McKay Christensen stepped in as the new managing director of BYU Alumni and External Relations on June 5.
McKay replaced John Lewis, who has been called to serve as a mission president in the Washington Yakima Mission, according to a press release published by BYU on June 15.
Although Christensen has only been working at BYU for a short time, his goals and his vision are clear.
“Our mission is to enhance the reputation of BYU, period. We outreach through our alumni chapters, through visitors that we welcome to the university and those that attend our events,” Christensen said. “We have an opportunity to influence them in many of those ways, and we try to do that with excellence here at Alumni Relations.”

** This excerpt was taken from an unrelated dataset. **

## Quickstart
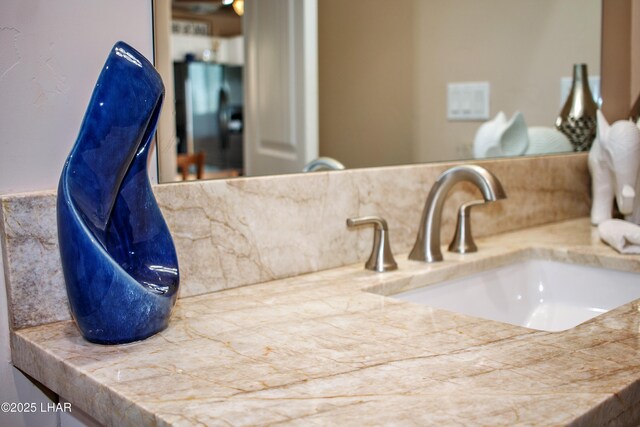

Christensen has worked for Fortune 500 companies such as Procter & Gamble, Holiday Inn Worldwide, U.S. Shoe Corporation, and Melaleuca. His positions ranged from director, strategic planner, all the way up to president. He believes that all of this work experience has prepared him for his management position in the Alumni Services.
“I think I’ve learned how to do outreach successfully, how to build successful organizations and brands and to safeguard the reputation of those companies,” Christensen said. “Those are all things we do here at Alumni Relations.”
Matt Richardson, BYU advancement vice president, has also shed light on Christensen’s abilities as directing manager.
“McKay has extensive administrative experience and expertise in marketing and strategic planning that make him especially well suited for this position,” Richardson said. “I expect that he will make a significant contribution to BYU as he leads his team working with Alumni, Publications & Graphics and External Relations. He is devoted to BYU and our mission.”
Christensen’s vision is in harmony with that of BYU.
“McKay will help BYU to continue to build and maintain relationships with the broader BYU community: with our alumni, our visitors and guests to campus and our neighbors,” Richardson said. “He will help us reach out and make new friends as well.”
McKay has also reconnected with former fellow employees. Robert Sullivan, manager of Alumni Outreach, worked closely with Christensen when he was the president of Melaleuca. Sullivan reported to Christensen in positions such as project manager and marketing manager.
As president of Melaleuca, Christensen worked on marketing events and the corporate magazine. His experience and skills gained have proven to be useful as he begins his duties as managing director.
“McKay is laser focused for results. I knew that of him before, and I see it now,” Sullivan said. “He has excellent vision. He can look at the needs and the future of the department and be able to lead people … be able to create the correct vision and lead people towards it.”
John Lewis, former managing director of BYU Alumni and External Relations, entered the MTC as a mission president on Wednesday, June 25.
“He was here for 17 years and did a remarkable job. (He) laid a tremendous foundation for us moving forward. It’s just an awesome thing to come in behind someone like John, who’s served the university for such a long time in such a good way,” Christensen said.
Lewis made many contributions during his time at BYU, including the planning and construction of the Hinckley Alumni and Visitor’s Center and Marriott Center renovations, according to Matt Richardson.
“John’s leadership, service and contribution to BYU have been exemplary and greatly valued. He will be missed,” Richardson said.
Robert Sullivan also recalled Lewis’ time as managing director.
“John was very kind, and he knew everybody. He knew everyone on campus and he knew the right people to talk to and to be able to get things done,” Sullivan said. “He was just an open, kind person.”
As Christensen continues the work of the alumni services, he has expressed his appreciation for all of those involved.
“We have a lot of alumni who are engaged and contributing to BYU in many ways with their time and their resources. And they lead and participate in these alumni chapters all over the country and world. … We just appreciate them,” Christensen said. “They do such good work. It’s a privilege to work with them. I’d love for them to know that. I’d love for them to know that we value their participation. … We want to tell them how much we appreciate them.”